1. Les critères de choix des modèles et outils de co-conception avec les usagers

1.2. Les modèles de co-conception attribuant un rôle actif à l’utilisateur

1.2.3. La conception de l’expérience utilisateurs

Une nouvelle approche de conception basée sur l’expérience utilisateur est apparue à la fin des années 80 (Norman, 1988 ; Norman et Draper, 1986). Ce courant méthodologique a donné lieu à une norme ISO 9241-210 (2010) très proche de la norme de Conception Centrée Utilisateurs à laquelle est ajouté la dimension expérientielle et émotionnelle du produit.

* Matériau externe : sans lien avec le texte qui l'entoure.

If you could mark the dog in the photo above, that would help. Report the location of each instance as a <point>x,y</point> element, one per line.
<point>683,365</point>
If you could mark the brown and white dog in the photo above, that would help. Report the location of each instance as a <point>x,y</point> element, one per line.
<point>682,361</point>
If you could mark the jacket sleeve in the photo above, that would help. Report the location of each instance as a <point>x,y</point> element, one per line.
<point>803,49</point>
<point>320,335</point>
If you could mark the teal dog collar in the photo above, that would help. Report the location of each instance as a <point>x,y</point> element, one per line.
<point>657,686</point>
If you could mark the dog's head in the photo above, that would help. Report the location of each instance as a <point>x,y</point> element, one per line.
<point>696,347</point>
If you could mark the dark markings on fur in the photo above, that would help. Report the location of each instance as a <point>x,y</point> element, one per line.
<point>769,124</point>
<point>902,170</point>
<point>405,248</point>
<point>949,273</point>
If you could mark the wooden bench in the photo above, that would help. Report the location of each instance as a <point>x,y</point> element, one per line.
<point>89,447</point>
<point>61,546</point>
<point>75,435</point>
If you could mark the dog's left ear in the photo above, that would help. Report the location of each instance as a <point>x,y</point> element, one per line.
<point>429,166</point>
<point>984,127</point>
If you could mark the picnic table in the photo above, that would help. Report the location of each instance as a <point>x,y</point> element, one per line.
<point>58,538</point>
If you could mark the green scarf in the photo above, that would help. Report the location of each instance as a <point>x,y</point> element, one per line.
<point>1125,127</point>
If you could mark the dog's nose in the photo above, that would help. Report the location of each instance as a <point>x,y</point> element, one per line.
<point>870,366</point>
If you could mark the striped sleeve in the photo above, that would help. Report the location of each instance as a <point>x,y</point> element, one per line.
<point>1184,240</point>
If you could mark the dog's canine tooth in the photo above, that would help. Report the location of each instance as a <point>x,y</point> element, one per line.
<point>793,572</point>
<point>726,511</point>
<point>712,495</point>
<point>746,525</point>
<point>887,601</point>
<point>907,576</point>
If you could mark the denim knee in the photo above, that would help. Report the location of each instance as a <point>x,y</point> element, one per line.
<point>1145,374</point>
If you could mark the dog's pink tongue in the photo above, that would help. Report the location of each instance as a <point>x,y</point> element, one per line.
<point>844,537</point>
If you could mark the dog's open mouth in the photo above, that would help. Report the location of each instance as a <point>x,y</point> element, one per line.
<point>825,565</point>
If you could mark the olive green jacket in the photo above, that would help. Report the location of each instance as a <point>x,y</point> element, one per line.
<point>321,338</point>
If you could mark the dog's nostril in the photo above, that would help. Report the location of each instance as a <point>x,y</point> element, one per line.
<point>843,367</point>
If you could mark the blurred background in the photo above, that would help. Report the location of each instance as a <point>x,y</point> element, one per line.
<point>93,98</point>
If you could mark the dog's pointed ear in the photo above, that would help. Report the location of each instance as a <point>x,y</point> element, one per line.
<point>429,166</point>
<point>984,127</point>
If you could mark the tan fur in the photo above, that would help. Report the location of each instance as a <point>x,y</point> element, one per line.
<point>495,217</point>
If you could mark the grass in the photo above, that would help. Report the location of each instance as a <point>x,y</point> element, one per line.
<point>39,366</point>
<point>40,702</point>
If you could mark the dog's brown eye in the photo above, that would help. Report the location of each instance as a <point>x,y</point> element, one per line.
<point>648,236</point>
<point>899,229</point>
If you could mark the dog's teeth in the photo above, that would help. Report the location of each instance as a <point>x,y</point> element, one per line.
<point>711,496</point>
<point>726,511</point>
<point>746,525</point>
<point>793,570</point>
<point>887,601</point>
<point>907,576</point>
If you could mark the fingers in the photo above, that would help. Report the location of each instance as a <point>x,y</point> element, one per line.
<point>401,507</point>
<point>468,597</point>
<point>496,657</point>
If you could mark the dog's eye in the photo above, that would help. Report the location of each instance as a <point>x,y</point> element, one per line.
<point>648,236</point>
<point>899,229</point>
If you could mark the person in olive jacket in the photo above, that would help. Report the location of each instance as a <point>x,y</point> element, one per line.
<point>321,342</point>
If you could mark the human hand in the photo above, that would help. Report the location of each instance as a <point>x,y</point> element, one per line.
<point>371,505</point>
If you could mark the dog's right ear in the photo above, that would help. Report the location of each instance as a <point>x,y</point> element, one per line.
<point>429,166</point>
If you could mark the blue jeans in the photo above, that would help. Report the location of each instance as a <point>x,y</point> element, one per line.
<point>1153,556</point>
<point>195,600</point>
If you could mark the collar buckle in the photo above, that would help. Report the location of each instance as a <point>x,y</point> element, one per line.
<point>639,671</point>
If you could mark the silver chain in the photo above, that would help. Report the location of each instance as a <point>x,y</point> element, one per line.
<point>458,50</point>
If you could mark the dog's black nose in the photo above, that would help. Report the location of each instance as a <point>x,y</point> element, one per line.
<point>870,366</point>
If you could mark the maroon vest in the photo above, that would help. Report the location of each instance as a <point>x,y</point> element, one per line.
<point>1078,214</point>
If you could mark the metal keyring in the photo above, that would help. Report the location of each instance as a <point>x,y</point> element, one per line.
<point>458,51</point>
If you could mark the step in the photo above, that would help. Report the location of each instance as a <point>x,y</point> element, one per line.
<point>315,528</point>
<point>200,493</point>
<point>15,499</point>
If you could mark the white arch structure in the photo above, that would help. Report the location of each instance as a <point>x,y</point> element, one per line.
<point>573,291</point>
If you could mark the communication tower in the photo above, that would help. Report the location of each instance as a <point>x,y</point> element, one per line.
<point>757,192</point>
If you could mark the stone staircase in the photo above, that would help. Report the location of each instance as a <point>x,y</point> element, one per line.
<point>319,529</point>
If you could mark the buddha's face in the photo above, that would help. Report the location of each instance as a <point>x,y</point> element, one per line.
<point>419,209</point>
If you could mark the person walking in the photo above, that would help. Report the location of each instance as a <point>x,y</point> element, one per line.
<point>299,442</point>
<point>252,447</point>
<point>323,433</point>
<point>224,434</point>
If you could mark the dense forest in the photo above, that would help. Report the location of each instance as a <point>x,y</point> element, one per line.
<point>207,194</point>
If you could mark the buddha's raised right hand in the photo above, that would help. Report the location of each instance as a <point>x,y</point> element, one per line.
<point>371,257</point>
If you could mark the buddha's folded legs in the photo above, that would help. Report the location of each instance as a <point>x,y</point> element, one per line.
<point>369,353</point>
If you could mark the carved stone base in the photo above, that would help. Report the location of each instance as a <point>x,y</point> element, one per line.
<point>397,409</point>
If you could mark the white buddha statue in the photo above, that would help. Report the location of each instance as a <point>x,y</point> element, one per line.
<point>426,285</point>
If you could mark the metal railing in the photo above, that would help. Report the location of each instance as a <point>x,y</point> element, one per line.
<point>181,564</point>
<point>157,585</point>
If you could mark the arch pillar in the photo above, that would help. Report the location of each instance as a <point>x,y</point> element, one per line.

Cette nouvelle norme dépasse la CCU en développant les composantes de l’expérience utilisateurs du produit, au-delà des éléments d’utilisabilité pratique déjà évoqués dans la CCU :

- L'expérience de l'utilisateur inclut toutes les émotions, convictions, préférences, perceptions, réactions physiques et psychologiques, comportements et réalisations de ce dernier, qui interviennent avant, pendant et après l'utilisation. - L'expérience de l'utilisateur est une conséquence de l'image de marque, la

présentation, la fonctionnalité, les performances, le comportement interactif et les capacités d'assistance du système interactif ; de l'état intérieur et physique de l'utilisateur résultant d'expériences passées, de ses attitudes, de ses compétences et de sa personnalité ainsi que du contexte d'utilisation.

- L'utilisabilité, lorsqu'elle est interprétée du point de vue des objectifs personnels des utilisateurs, peut comporter le type d'aspects perceptifs et émotionnels

généralement associés à l'expérience de l'utilisateur. Les critères d'utilisabilité peuvent être utilisés pour évaluer les aspects de l'expérience de l'utilisateur. (Charrier, 2016, p.52)

1.3.3.1. Descriptif du modèle de Norman (2004)

Un modèle précurseur de la prise en compte de cette dimension émotionnelle de la co-conception est celui de Norman (2004) qui différencie trois dimensions de l’expérience utilisateur. Barcenilla et Bastien (2009) définissent les trois niveaux de traitement (viscéral, comportemental et réflexif) de l’information au sein desquels se jouent les relations entre cognitions et émotions. Ainsi :

Le niveau viscéral agit de manière réflexe, involontaire, et porte essentiellement sur l’apparence des objets ; le niveau comportemental, lié à la mise en place de procédures et au déclenchement des habilités motrices requises pour accomplir les tâches ; le niveau réflexif, lié à la conceptualisation et l’élaboration des informations sur les objets. (Barcenilla et Bastien, 2009, p. 321)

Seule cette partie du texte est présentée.